You learn to become more resourceful when working at sea as the specialist opinion is a lot further than a phone call away. We image-link all of our onboard x-rays to a group of radiology associates in the USA, who provide reports by return e-mail. We have full internet access as well as a computer-based forum connecting all the ships in the fleet together – this is an excellent resource for sharing knowledge, obtaining a second opinion or discussing clinical management of cases.

In certain circumstances we will ask for an opinion from a shore-based specialist by phone (if we are at sea) but often we simply make a referral to a hospital specialist in one of our ports of call with the assistance of our local manning offices and port agencies. In addition to the medicine you have to be skilled in basic dentistry which is something you learn on the job, much like how to perform the blood tests, maintain malfunctioning medical equipment and take and process x-rays – none of which falls into your remit as a land-based doctor.

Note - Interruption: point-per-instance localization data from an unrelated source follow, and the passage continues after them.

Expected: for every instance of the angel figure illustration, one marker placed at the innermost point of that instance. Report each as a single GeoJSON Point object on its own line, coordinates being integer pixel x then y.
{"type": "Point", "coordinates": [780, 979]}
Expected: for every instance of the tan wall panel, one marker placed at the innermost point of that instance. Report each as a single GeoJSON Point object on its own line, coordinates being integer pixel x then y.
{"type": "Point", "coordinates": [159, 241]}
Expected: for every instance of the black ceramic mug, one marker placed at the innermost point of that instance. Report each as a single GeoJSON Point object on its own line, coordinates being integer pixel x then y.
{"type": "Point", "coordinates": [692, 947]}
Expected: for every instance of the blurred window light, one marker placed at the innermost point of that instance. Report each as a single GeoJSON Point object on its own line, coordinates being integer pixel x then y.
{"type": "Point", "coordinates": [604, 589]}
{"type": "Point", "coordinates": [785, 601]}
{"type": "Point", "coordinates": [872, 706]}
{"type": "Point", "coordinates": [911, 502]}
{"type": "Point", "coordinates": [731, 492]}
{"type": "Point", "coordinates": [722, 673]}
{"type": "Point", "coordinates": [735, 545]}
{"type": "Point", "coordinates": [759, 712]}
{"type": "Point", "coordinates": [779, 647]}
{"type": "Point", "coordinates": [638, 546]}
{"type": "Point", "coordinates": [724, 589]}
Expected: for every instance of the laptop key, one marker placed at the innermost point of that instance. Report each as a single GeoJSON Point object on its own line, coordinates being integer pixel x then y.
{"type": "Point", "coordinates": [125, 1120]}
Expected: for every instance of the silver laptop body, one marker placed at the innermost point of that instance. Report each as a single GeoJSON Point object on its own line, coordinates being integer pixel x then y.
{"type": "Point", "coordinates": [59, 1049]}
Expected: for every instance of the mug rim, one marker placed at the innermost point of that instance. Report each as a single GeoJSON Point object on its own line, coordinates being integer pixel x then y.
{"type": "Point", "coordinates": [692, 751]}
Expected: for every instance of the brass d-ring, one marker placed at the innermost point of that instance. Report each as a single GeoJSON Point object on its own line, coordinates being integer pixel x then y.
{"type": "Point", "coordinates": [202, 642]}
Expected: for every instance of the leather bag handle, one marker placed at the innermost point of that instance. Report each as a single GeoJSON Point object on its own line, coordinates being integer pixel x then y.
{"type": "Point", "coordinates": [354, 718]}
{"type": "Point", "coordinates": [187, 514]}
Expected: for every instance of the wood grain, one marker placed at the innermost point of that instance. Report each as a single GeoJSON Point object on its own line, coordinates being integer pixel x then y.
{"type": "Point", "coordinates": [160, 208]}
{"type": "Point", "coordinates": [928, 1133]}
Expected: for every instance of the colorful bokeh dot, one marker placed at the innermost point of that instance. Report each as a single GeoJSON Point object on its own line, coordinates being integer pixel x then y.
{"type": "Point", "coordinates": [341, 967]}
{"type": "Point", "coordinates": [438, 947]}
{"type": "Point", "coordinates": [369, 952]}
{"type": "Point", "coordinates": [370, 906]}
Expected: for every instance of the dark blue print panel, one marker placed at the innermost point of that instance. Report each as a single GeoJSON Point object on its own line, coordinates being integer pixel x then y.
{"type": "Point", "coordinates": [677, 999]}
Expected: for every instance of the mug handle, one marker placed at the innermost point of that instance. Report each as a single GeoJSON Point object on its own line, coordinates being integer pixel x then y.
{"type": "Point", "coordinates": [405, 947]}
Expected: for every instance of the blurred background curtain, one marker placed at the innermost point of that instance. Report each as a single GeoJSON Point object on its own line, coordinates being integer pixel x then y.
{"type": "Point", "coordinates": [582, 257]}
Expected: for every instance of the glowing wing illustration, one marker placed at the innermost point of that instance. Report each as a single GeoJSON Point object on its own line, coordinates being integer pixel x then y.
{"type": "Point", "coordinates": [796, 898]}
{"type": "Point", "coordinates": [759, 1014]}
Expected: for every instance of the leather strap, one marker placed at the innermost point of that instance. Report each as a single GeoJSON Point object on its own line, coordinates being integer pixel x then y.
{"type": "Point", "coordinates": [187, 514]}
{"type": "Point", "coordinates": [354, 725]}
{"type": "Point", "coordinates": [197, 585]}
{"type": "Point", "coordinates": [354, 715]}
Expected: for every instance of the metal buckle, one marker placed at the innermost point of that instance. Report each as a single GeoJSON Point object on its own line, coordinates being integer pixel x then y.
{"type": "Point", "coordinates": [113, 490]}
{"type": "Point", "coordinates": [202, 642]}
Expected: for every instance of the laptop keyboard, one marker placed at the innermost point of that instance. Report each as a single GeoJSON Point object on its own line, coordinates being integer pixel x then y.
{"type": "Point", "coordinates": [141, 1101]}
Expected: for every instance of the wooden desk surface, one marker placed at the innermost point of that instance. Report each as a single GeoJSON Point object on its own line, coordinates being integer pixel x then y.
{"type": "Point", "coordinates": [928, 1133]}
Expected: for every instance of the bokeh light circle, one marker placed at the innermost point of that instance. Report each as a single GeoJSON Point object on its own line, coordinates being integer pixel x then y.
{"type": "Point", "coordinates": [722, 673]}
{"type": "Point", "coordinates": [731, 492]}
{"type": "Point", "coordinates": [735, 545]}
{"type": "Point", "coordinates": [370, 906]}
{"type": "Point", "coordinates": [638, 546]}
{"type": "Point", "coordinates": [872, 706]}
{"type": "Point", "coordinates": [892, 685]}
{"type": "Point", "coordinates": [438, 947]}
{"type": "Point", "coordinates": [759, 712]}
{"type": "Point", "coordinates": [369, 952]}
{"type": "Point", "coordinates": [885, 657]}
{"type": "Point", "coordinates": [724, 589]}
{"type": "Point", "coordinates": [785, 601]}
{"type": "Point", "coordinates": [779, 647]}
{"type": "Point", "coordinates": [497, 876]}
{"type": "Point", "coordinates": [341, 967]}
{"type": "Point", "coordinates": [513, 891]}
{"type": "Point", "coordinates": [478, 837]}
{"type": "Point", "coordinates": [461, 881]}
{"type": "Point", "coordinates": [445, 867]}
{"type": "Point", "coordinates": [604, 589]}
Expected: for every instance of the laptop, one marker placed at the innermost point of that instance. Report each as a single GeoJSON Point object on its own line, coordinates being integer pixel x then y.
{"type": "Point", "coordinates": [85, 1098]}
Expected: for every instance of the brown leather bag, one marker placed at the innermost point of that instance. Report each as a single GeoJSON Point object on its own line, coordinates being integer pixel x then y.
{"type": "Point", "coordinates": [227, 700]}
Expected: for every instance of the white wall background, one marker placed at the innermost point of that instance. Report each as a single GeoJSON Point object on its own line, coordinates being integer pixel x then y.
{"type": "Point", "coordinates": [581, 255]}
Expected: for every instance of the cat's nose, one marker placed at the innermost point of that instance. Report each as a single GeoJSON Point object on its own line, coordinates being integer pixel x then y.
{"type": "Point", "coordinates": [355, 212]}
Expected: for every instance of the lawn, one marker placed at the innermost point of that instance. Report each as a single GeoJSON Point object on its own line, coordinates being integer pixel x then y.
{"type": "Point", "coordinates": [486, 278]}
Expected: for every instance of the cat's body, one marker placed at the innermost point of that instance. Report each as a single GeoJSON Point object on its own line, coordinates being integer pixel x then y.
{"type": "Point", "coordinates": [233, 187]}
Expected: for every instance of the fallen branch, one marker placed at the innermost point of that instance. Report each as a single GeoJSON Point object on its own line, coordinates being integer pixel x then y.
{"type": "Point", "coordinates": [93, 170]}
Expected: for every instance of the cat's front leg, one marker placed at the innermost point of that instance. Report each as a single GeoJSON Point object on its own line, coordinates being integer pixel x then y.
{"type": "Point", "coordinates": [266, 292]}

When I am on leave my time is my own and typically I will be at sea for four months and off for two. I am a medical director for the Advanced Life Support Courses and like to teach a couple of courses each time I am on leave – this keeps my resuscitation skills up as well. I also instruct on the prehospital care course run by the British Association of Immediate Care (BASICS) and I am currently studying for my Diploma in Immediate Care. I am lucky enough to have a long stretch of leave all together which permits nice holidays and time to catch up with family and friends I haven’t seen whilst I’ve been at sea.

If you have a love of travelling and like to challenge yourself clinically then working at sea may be for you. The lifestyle is very different and the pace and way of working takes some getting used to, but I have thoroughly enjoyed my time as a ship’s doctor and would wholeheartedly recommend the position to others.